She falls in love with him, naturally, while her cousin Drosophila (Susan Hayward) has eyes for Dan (Robert Preston), King's brother. Accompanied by their aunt (columnist Hedda Hopper, in her last acting role), the young maidens head for Charleston, Loxi hoping to persuade Jack's company lawyer, Steve Tolliver (Ray Milland), to forgive the disaster and reassign Jack to the Southern Cross, a vessel touting the latest technological innovation: steam power. Steve, however, also sets his sights on Loxi, even halting the marriage of her and Jack in the middle of their nuptials. Cutler, meanwhile, would like to see both men dead.
Reap the Wild Wind may have cost as much as $4 million to produce, about the same as Gone with the Wind, and ten-to-twenty times the cost of the average major studio feature.

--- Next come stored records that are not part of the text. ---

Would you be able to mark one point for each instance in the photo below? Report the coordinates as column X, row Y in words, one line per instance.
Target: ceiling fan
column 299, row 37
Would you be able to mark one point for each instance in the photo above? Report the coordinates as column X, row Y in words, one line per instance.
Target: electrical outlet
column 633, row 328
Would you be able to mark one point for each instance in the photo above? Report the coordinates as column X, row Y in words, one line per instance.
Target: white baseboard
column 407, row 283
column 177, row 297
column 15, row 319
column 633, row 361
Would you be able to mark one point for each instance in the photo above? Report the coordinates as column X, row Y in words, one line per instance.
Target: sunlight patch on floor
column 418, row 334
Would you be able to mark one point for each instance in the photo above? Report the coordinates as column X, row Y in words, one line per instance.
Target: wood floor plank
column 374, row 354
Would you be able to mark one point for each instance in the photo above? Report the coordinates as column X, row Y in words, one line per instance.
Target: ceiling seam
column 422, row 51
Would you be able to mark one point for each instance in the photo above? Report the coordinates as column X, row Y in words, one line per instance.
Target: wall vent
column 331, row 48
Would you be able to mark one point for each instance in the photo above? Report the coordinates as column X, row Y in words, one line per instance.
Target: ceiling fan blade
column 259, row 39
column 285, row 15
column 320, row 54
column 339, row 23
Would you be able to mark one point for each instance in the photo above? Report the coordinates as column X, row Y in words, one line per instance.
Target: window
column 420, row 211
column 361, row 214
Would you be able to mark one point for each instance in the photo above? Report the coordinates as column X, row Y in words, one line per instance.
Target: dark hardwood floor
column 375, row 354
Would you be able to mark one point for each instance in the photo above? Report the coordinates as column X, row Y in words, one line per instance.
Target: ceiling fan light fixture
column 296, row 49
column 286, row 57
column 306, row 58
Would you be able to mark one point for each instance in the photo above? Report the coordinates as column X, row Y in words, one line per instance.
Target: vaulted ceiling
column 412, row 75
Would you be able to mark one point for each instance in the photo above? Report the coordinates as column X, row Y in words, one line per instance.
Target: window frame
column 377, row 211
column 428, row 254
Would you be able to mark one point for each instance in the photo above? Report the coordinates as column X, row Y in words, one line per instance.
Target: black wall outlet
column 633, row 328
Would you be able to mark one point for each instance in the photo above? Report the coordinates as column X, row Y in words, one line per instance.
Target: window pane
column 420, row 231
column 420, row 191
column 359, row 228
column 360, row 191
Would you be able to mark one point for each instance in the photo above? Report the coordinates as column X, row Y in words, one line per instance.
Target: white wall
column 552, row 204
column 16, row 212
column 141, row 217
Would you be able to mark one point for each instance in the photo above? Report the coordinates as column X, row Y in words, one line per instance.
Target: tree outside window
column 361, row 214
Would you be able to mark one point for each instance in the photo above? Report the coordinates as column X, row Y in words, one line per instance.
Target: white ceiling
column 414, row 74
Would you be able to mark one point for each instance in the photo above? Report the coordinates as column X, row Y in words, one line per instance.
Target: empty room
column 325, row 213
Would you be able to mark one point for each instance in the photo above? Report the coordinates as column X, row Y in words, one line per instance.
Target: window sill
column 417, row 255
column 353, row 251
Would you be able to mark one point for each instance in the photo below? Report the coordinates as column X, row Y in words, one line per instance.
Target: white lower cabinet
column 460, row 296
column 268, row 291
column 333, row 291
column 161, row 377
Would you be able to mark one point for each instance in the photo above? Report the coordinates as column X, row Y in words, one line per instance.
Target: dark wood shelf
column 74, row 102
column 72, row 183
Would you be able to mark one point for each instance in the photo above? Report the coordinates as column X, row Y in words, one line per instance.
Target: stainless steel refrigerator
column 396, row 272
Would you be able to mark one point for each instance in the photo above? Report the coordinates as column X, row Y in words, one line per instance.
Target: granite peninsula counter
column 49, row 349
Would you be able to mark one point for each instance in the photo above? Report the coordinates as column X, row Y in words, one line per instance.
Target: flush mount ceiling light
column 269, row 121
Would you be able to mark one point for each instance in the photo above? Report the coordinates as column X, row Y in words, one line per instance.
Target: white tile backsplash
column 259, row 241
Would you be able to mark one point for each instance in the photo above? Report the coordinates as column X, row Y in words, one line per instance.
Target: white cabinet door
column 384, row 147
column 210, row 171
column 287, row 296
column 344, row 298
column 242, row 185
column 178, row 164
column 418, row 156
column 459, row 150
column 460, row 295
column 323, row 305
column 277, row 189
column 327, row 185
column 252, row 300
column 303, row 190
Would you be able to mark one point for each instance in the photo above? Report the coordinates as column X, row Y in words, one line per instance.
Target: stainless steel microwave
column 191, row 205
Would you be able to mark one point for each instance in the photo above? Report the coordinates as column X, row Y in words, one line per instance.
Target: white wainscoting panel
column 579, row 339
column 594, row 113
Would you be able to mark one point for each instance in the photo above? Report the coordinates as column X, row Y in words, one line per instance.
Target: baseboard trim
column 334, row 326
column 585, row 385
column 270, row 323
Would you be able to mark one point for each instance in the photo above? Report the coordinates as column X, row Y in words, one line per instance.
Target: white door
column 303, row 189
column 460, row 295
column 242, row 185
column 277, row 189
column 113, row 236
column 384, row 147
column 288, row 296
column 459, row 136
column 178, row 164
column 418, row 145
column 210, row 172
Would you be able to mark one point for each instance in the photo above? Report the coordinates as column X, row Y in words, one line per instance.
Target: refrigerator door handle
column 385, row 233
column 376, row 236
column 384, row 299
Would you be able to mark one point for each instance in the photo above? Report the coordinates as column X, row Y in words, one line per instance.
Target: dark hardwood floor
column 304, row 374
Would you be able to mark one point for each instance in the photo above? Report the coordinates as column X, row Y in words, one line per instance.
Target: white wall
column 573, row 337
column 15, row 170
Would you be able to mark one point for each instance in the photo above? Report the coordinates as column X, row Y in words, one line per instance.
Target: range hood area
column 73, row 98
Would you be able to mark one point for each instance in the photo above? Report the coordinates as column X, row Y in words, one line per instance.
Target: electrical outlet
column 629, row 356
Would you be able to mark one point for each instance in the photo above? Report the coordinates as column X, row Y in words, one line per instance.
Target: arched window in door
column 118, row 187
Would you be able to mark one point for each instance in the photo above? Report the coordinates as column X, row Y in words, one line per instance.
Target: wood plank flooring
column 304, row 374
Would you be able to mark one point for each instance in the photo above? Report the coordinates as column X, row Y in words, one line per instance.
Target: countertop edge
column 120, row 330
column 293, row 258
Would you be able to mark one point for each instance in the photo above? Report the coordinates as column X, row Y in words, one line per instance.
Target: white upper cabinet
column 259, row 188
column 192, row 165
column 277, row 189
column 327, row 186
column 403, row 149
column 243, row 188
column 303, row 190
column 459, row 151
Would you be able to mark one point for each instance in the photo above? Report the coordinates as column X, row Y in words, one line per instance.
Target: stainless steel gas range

It's certainly all up there on the screen: huge sets, vast acreage of elaborately costumed extras, lush three-strip Technicolor cinematography.
All the seafaring scenes are impressive. Mostly achieved through cutting between elaborate miniature effects and soundstage water tank sets, the scale and detail of the production design and set decoration is remarkable, especially on big projection screens. Of this method, i.e., not shooting on real seas, this is best of its type I've ever seen, and that includes Warner Bros.'s celebrated swashbucklers of the same period.
These play to director DeMille's strengths, who favored tableaux-style compositions to a lot of moving camera and quick cutting. The images are strong, though the screenplay, as Variety would call it, is sheer hokum.
In attempting to duplicate the success of Gone with the Wind, Reap the Wild Wind goes for very much the same look once ashore, with lots of fiddle-dee-deeing, and comedy relief from the help, here with Louise Beavers playing the Hattie McDaniel-styled black maid. Pictures like this and GWTW are rarely singled out for their African-American stereotypes, but there are numerous references to "darkies" here and, curiously, the fact that all but one of the black characters are, implicitly, slaves, is simply ignored.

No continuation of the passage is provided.